I've been working on data projects recently in which a lack of understanding of the source data frustrated decision support and stalled progress. I’ve shared some simple techniques here which I used to help us get clarity on our source data and move forward.
One project involved the conversion of around 150,000 contact records to a new system. The legacy system did not include strong reporting or analysis tools, so I obtained an export and imported everything into SQL tables for further work.
Soon after, I found myself running ad hoc queries to answer questions from the project team, all on very similar topics - how many records of this type do we have, how useful or reliable is the data in these columns, and so on. At some point, to avoid further repetition, I refined my methods to produce the data below. These are all very simple measures, but they provide an excellent starting point for further analysis.
The first two columns, “Empty” and “Non-Empty” are self explanatory. With over 70 columns in the source data, these statistics helped us quickly focus on which of the 70 were worth our time and effort to clean up and convert. (Row 1 above is simply a count of all rows in the source table.)
The “Min Length”, “Max Length” and “Avg Length” provide helpful details in assessing how consistent column data is across all rows, and in identifying often important outliers. I would expect “Business Phone” data (Row 6) to be fairly consistent, and the average suggests it is, for a collection of predominately North American phone numbers. However, the “Max Length” for that row shows at least one serious outlier at 334 characters, which could indicate an import problem. In this case, we determined that the legacy system employed almost no data entry controls or limits, and many users had simply entered extraneous data into this field.

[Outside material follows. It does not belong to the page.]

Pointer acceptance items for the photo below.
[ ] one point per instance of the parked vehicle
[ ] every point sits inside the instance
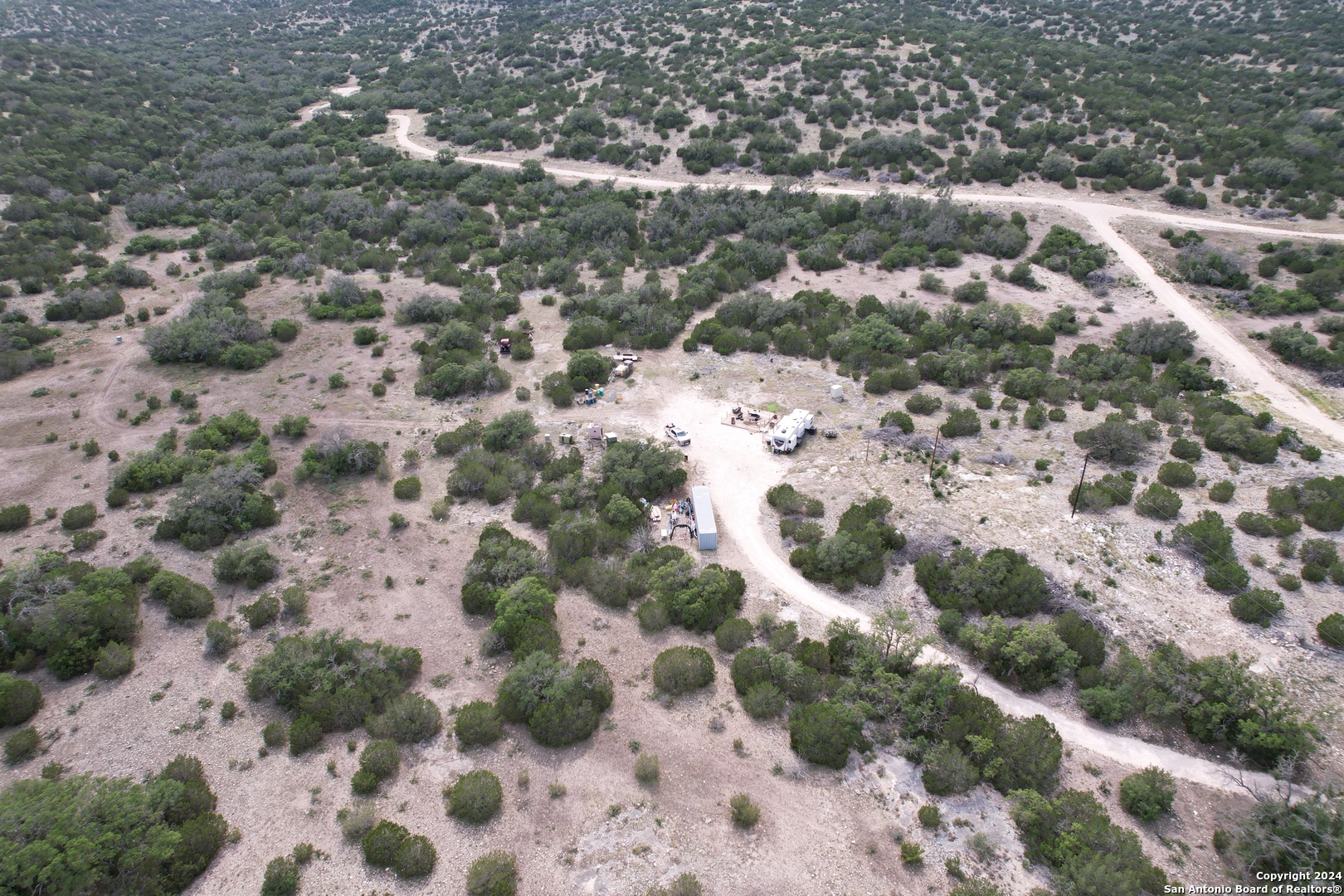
(791, 430)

Finally, the “Distinct Values” column indicates how variable the data within each column is. Row 11, the “Contact Type” source field, draws my attention immediately. With so few distinct values, this was almost certainly a “selection list” field in the legacy system, one which constrained available choices for data in the field. This column, and any others like it, will very likely be useful in segmenting the data for further analysis.
The summary data above can be produced by brute force – for each source column, query for each of the measures above, store the results in a summary table, and use a PIVOT query to produce the report above. The challenge I had was to make the process repeatable, reasonably fast, and, if possible, generic, so that it could be used against any SQL table. The technique I arrived at is a master query that generates its own list of queries which perform all the work.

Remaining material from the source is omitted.